One day we'd have to go find someone professional to talk to. I thought right then...we were probably in some kind of shelter-in-place mode, trying to catch our breath after getting away from a predator. I think that's what they tell people to do when there's some kind of disaster; I wasn't sure how long we'd need to be in that headspace.
“Are these clothes clean? Some of them were on the floor,” I asked him.
“The ones in this one are, the others need washing.”
“Okay. Let's drop this bag here, then. Where's the whale? You're not giving it to him like that.”
“Uh, in with my dirty stuff.”
I stopped long enough to dump his stuff into the washer, then into the apartment to get the detergent while Rigby took his other bag to my room. I got his laundry started and then went back to my room, where he was picking out some clothes to wear after a shower.

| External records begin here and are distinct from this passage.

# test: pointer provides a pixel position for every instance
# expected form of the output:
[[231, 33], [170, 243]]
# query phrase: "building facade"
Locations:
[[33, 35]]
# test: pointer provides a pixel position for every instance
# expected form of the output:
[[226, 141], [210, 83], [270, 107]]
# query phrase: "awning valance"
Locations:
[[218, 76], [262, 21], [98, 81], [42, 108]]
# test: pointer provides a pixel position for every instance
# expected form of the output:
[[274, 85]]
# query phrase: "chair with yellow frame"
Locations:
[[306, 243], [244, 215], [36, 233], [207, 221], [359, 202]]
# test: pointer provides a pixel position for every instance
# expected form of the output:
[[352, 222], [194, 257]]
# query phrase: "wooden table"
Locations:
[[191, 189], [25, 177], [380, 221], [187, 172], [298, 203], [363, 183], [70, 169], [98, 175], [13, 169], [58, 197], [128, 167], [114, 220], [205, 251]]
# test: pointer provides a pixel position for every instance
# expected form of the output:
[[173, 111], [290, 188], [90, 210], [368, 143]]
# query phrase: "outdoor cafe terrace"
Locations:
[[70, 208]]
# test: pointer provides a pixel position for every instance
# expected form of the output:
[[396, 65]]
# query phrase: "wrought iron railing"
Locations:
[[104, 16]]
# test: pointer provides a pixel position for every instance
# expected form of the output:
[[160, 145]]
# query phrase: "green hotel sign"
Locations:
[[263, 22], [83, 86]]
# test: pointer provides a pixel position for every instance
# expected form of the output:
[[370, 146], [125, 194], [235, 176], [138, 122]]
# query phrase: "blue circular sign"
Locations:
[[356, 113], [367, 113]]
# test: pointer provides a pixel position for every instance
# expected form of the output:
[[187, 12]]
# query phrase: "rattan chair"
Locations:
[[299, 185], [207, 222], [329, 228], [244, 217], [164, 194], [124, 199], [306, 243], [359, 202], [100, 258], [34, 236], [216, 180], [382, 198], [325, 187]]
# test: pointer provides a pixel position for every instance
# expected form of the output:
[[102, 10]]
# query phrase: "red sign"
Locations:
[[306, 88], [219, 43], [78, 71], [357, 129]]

“Why am I showering?” he asked.
“Probably because you need to get into the habit,” I said with a snicker. He flipped me off. He took his stuff and headed to the bathroom, and I started taking his clothes out and folding them, making space with my own. I didn't have enough clothes to fill the small dresser anyway.
“Amor.”
I turned. “Just getting organized.”
She stepped into my room and crossed her arms. “So. You found a real friend.”
I nodded, unable to keep a little smile from my face. “Yeah. He's all right. Can't say anything more, 'cause it goes right to his ego.” I mimed an expanding head with my hands.
She got a big smile, one that left me embarrassed. “This weekend...you seemed so happy. You both did. I couldn't help but notice, and it made me happy to see.” She moved over and sat on my bed. “I didn't know things were so bad for him.”
“Yeah,” I said, placing a stack of his shirts into a drawer. “He said a lot of things I didn't know about. All I really knew was what I saw when I went over.”
“It's a small space for the two of you. Should I tell him to sleep on the couch?” she asked.
“No. He's fine in here,” I replied.
She raised her chin, then stood up. She looked at me, and I almost imagined she could see into my head, that Rigby and I weren't quite just friends. Worse, I wondered if she could tell I'd accidentally called him my boyfriend earlier. Whatever we were, it wasn't that. But it also wasn't 'just friends' and it wasn't brotherly, though there were some parts that were similar. Brother's don't feel like I do for him.